Travail le dimanche : la cinglante réponse d’élus de gauche à des députés En Marche qui veulent « aller plus loin »

S’il est permis de suspecter que la virulence de la réponse de la gauche à LREM cache quelques arrières-pensées politiques, nous notons avec plaisir que cette tribune en réponse à LREM reprend les arguments que nous ne cessons de rappeler : l’impact économique du travail dominical ne fait pas l’objet de donnée fiables, et un hypothétique gain serait à mesurer à l’aune des destructions de commerces traditionnels, de l’impact négatif sur la vie familiale et le lien social, du coût écologique, mais également du tournant culturel et sociétal que le mercantilisme à outrance tente d’imposer.

TRIBUNE – Treize élus de Paris et de la Métropole du Grand Paris répondent à la vingtaine de députés de La République en marche qui souhaitaient, dimanche dernier dans le JDD, « aller plus loin » dans l’ouverture dominicale des commerces.

Des élus « obsédés par l’attractivité commerciale », qui « n’engagent aucune réflexion sur le pouvoir d’achat des clients comme des salariés ». Voilà comment des élus parisiens de gauche, autour du président du groupe communiste Nicolas Bonnet Oulaldj, qualifient des députés de La République en marche qui militent pour l’extension du travail dominicale. A leur tour, ces responsables du PCF, écologistes ou issus du mouvement de Benoît Hamon prennent la parole dans la JDD pour répondre à cette vingtaine d’élus macronistes qui souhaitaient, la semaine dernière dans nos colonnes, « aller plus loin » dans l’ouverture des commerces le dimanche.

Une société qui « verra définitivement le consommateur remplacer le citoyen »

« Une poignée de députés LREM, dont Buon Tan, élu de Paris, appelait dimanche dernier dans ces ­colonnes à « aller plus loin » dans les possibilités d’ouverture dominicale des commerces. Le plus intéressant dans leur texte n’est pas ce qui y figure mais bien ce qui est omis. Les chiffres avancés (recettes des magasins, nombre ­d’emplois créés) ne reposent sur ­aucune donnée fiable. À aucun moment les signataires ne posent les questions ­essentielles. Ils ne précisent pas combien d’emplois ont été supprimés dans les commerces situés en dehors des zones touristiques internationales (ZTI) depuis le vote de la loi Macron de 2015; ni quelle a été la progression globale du chiffre d’affaires dans les ZTI.

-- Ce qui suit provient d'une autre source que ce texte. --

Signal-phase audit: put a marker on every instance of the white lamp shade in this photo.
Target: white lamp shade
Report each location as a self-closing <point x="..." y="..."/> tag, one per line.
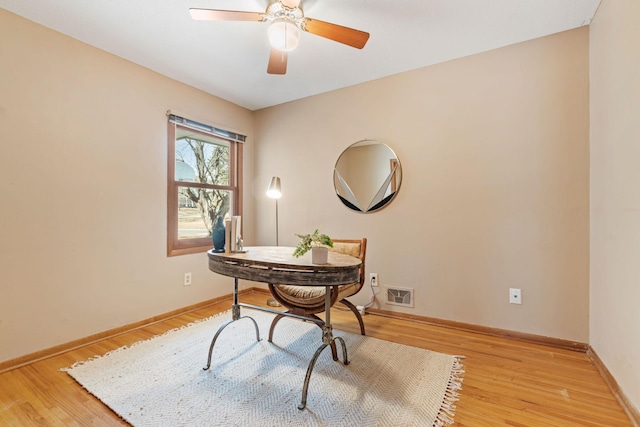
<point x="284" y="35"/>
<point x="274" y="188"/>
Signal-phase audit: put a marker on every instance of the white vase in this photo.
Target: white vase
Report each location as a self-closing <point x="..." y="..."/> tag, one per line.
<point x="319" y="254"/>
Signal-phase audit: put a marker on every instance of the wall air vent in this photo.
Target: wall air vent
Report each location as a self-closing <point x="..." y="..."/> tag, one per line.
<point x="400" y="296"/>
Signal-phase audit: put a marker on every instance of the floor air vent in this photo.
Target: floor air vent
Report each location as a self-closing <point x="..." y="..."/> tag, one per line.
<point x="400" y="296"/>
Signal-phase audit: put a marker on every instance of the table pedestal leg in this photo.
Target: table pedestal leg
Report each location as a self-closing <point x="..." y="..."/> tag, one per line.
<point x="235" y="315"/>
<point x="327" y="340"/>
<point x="312" y="363"/>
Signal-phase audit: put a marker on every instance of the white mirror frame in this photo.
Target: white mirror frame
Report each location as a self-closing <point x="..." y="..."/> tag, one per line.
<point x="367" y="176"/>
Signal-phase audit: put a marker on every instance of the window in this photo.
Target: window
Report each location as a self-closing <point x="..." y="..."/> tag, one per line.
<point x="204" y="183"/>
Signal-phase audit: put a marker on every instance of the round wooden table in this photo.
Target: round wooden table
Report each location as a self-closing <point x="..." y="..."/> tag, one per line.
<point x="276" y="264"/>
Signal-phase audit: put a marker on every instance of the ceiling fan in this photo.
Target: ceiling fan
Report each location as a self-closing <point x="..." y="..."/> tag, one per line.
<point x="287" y="19"/>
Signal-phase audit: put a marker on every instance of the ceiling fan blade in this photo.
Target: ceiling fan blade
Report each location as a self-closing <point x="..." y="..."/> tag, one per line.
<point x="292" y="4"/>
<point x="277" y="62"/>
<point x="225" y="15"/>
<point x="338" y="33"/>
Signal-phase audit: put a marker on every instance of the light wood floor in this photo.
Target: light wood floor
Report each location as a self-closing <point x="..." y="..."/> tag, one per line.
<point x="506" y="382"/>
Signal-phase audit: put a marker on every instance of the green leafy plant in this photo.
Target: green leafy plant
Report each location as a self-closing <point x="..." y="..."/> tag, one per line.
<point x="307" y="241"/>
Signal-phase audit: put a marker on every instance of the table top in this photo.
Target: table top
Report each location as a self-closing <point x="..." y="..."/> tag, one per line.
<point x="276" y="264"/>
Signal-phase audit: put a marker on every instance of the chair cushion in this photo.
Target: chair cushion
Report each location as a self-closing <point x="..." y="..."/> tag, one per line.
<point x="311" y="296"/>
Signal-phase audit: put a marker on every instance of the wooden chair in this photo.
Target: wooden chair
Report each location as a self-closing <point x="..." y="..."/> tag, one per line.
<point x="307" y="301"/>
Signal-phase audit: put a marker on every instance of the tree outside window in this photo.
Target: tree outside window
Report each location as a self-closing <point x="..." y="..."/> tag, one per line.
<point x="203" y="186"/>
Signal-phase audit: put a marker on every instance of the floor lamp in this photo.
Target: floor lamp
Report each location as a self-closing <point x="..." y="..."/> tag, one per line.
<point x="274" y="193"/>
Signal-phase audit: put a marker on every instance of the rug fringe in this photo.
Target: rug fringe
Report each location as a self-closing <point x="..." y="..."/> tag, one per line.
<point x="451" y="396"/>
<point x="124" y="347"/>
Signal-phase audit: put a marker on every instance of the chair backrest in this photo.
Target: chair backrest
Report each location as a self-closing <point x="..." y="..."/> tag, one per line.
<point x="354" y="247"/>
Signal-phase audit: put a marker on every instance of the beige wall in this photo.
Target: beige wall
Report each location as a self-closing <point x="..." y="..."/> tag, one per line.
<point x="83" y="162"/>
<point x="615" y="191"/>
<point x="495" y="191"/>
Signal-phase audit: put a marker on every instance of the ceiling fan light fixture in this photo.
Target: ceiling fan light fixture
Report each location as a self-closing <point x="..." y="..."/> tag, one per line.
<point x="284" y="35"/>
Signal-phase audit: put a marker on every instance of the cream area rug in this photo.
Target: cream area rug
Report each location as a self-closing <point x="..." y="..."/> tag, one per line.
<point x="160" y="381"/>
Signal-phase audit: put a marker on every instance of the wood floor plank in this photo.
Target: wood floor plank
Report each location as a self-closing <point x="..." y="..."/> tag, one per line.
<point x="506" y="382"/>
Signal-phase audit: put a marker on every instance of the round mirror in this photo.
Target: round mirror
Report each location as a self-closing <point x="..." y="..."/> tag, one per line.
<point x="367" y="176"/>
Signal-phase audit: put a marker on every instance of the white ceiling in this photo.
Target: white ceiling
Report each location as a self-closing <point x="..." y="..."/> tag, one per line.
<point x="229" y="59"/>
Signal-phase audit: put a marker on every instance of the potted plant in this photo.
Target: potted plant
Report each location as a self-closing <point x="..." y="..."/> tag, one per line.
<point x="317" y="243"/>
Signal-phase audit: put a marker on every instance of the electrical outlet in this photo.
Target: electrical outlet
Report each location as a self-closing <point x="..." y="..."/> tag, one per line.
<point x="373" y="279"/>
<point x="515" y="296"/>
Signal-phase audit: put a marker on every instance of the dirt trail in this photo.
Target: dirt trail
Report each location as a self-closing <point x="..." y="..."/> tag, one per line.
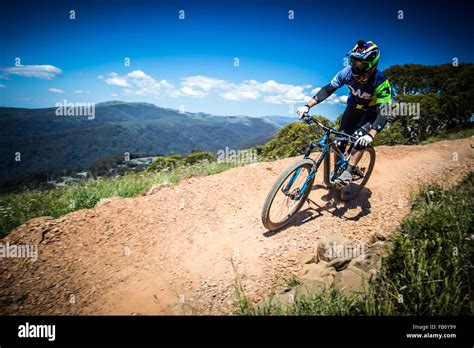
<point x="170" y="252"/>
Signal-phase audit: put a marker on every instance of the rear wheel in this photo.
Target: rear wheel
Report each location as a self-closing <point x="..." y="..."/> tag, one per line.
<point x="288" y="195"/>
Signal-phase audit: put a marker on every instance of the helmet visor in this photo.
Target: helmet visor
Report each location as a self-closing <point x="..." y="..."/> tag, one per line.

Bien entendu, ils n’engagent aucune réflexion sur le pouvoir d’achat des clients comme des salariés. Si ces derniers sont autant « friands » du travail du dimanche, les auteurs ne peuvent-ils décemment admettre que c’est bien parce que les salaires dans le commerce sont ridiculement bas ? Et ils osent parler de choix et d’enthousiasme!

Si de nombreux commerces de proximité ferment ou se transforment à Paris, il faut en voir les causes dans la concurrence effrénée entre les grands groupes qui dictent leur rythme à l’ensemble du secteur commercial mais aussi dans le prix du foncier et l’atonie du pouvoir d’achat.

Il faut également lire entre les lignes quand les auteurs comparent Paris à d’autres capitales européennes. Sans vouloir préserver la diversité commerciale de nos villes, ces porte-serviettes des grandes enseignes défendent les intérêts de ces marques mondialisées qui asphyxient nos villes par leur uniformité.

Ceux qui travaillent le dimanche seront privés de ce moment de respiration qui permet d’avoir du temps

Si la loi Pacte exauce le vœu de ces 22 parlementaires, les petits commerçants qui font la vie de nos quartiers y perdront. Et ils ne seront pas les seuls. Ceux qui travaillent le ­dimanche seront privés de ce moment de respiration qui permet d’avoir du temps. Promouvoir la généralisation du travail du dimanche, c’est favoriser la destruction du lien social dans les milieux modestes. Les femmes (plus de la moitié des salariés travaillant le dimanche), qui ne pourront pas refuser une telle proposition en raison de la précarité de leurs contrats, seront les premières touchées.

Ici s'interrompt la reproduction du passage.